The need for the rescaling arises from the fact that with the limited number of RCM integrations only part of the uncertainty range is sampled (see Fig. 1). Although we feel that the rescaled RCM results can be used rather successfully as a substitute, they clearly do not replace RCM integration under a wider, more realistic range of forcing boundaries. Therefore, this study emphasizes the need for more regional model simulations, in particular with a wider range of circulation changes and the North Atlantic SST changes. In the European project ENSEMBLES (Hewitt and Griggs 2004) a significant number of these integrations will be carried out.

In order to make more accurate climate predictions, the need for a better understanding and modelling of the climate system is clear. For example, we need to improve our modelling of the circulation (Gillett 2005).
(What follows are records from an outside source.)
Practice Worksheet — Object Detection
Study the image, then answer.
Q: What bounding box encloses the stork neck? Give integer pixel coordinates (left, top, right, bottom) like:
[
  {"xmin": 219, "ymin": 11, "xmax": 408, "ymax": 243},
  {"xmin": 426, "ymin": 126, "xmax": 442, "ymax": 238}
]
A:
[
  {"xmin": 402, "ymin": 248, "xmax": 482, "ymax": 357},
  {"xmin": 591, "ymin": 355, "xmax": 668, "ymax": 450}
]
This requires a better understanding of the (potentially) important processes: large-scale drying over the continent in summer (Pal and Eltahir 2003), poleward extension of the jet stream (Yin 2005), and remote atmospheric tele-connection patterns originating from the tropical ocean (Selten et al. 2004; Hurrell et al. 2004). The interaction between circulation changes and continental drying and snow feedbacks also needs more investigation. A better understanding of the consequences of a higher atmospheric moisture content (Held and Soden 2006) and climate feedbacks impacting on the radiation balance (Bony et al. 2006) is also needed.

Besides these questions concerning understanding and modeling of the climate system, we also posed many methodological questions related to the construction of the scenarios. How do we combine the different sources of information on climate change: the model results of the RCMs and the GCMs, observations, and knowledge about the climate system? For which spatial and temporal scales do we trust the GCM and the RCM results? How do we illustrate uncertainty in a limited set of consistent scenarios? In this paper, we attempted to give answers to these questions. We realize that our answers are based on the current knowledge, and that they may not be generally applicable. But we feel that questioning and answering these type of questions will lead to a better understanding, and eventually, to better predictions of regional climate change.